Maybe you're right. Most people I see on here seem to post relatively frequently and regularly, at least for whatever stretches of time until they disappear, sometimes returning a while later. Probably most "well-balanced" people are out more--doing productive things, work, hobbies, or social things, travel, activities, events, or self-care, exercise, study, meditation, etc.
And then there are those like me who do little if anything other than fiddle around on the computer mostly when I'm out of work. I guess in the end, I'm just superfluous to the universe. And if anyone is most superfluous to the universe, then maybe it's me. But to be honest, if there's something that needs to be done and that I can do or that I should be doing any more than anything else, then I don't know what it is or how to do it. But I'm sure AJ has no shortage of things he could suggest to me, if for no other reason than sparing me from his ridicule.
I guess he's right though. I've gotten to the point where nothing will move me or make me budge. I've built my last fortress and now I can only stand on it and hope someone else stronger doesn't come along and take it from me before I have a chance to pass from this world in a more peaceful way. Or maybe if I want to take away the "combat" part, I've settled in my death bed (little more than the nest I was born in) and now simply wait for whatever happens to happen when it happens. Maybe I should have been like the little pig who constructed his house out of brick instead of straw? Now I know how St.

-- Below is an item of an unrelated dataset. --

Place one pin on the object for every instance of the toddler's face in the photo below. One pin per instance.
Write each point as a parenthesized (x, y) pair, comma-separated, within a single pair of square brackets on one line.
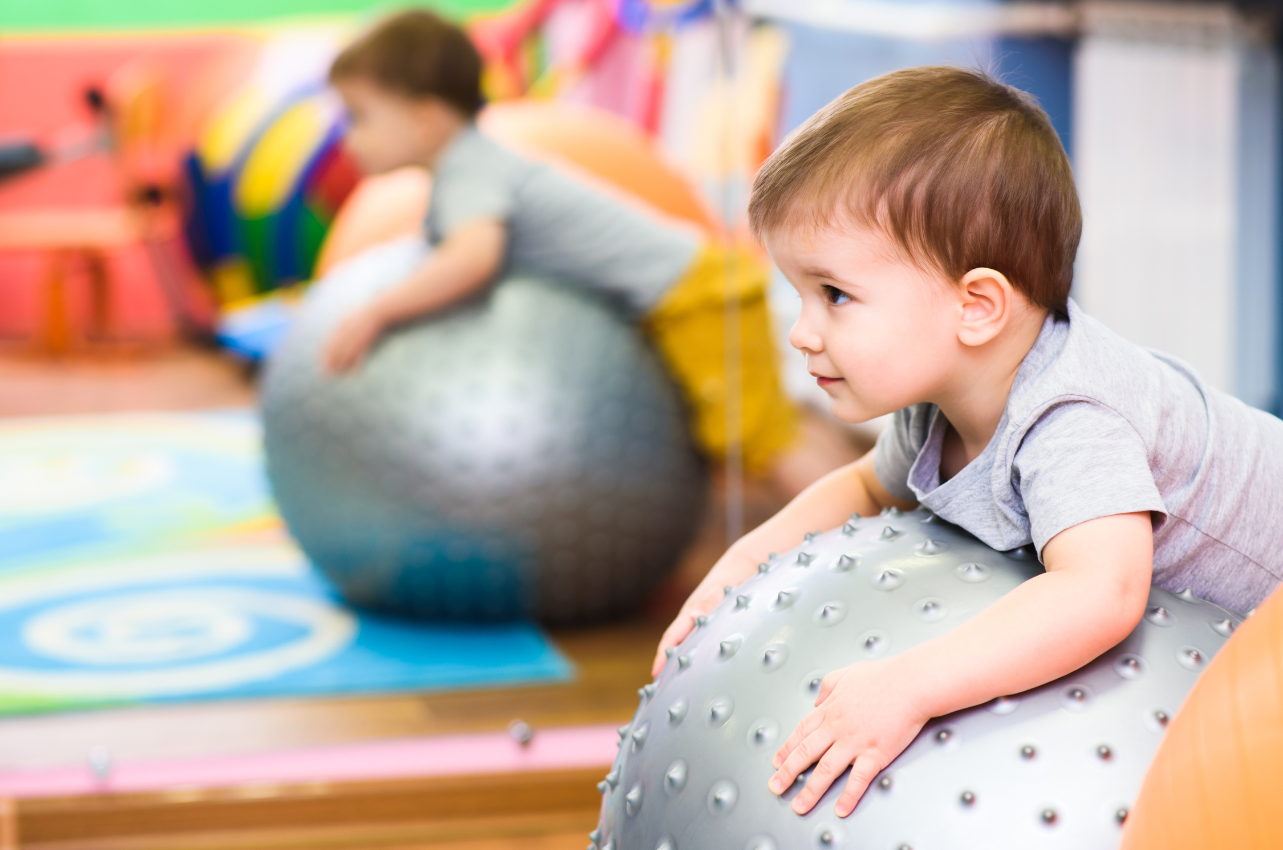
[(879, 333), (388, 131)]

Thomas Aquinas must have felt when he had that last revelation of his.
Retreat becomes a bad habit when one spends most of one's life surrounded by what one perceives as 'evil'. But maybe that just means I'm 'evil'? Perhaps If I throw myself into a volcano that would solve the "problem of evil?"
Maybe the Mafia aren't such bad people after all, at least not much worse than many other seemingly ordinary "law-abiding" citizens?
Perhaps Bette Midler will write a song about me too? For what good reason or result could be derived from such a song, I will never be able to fathom.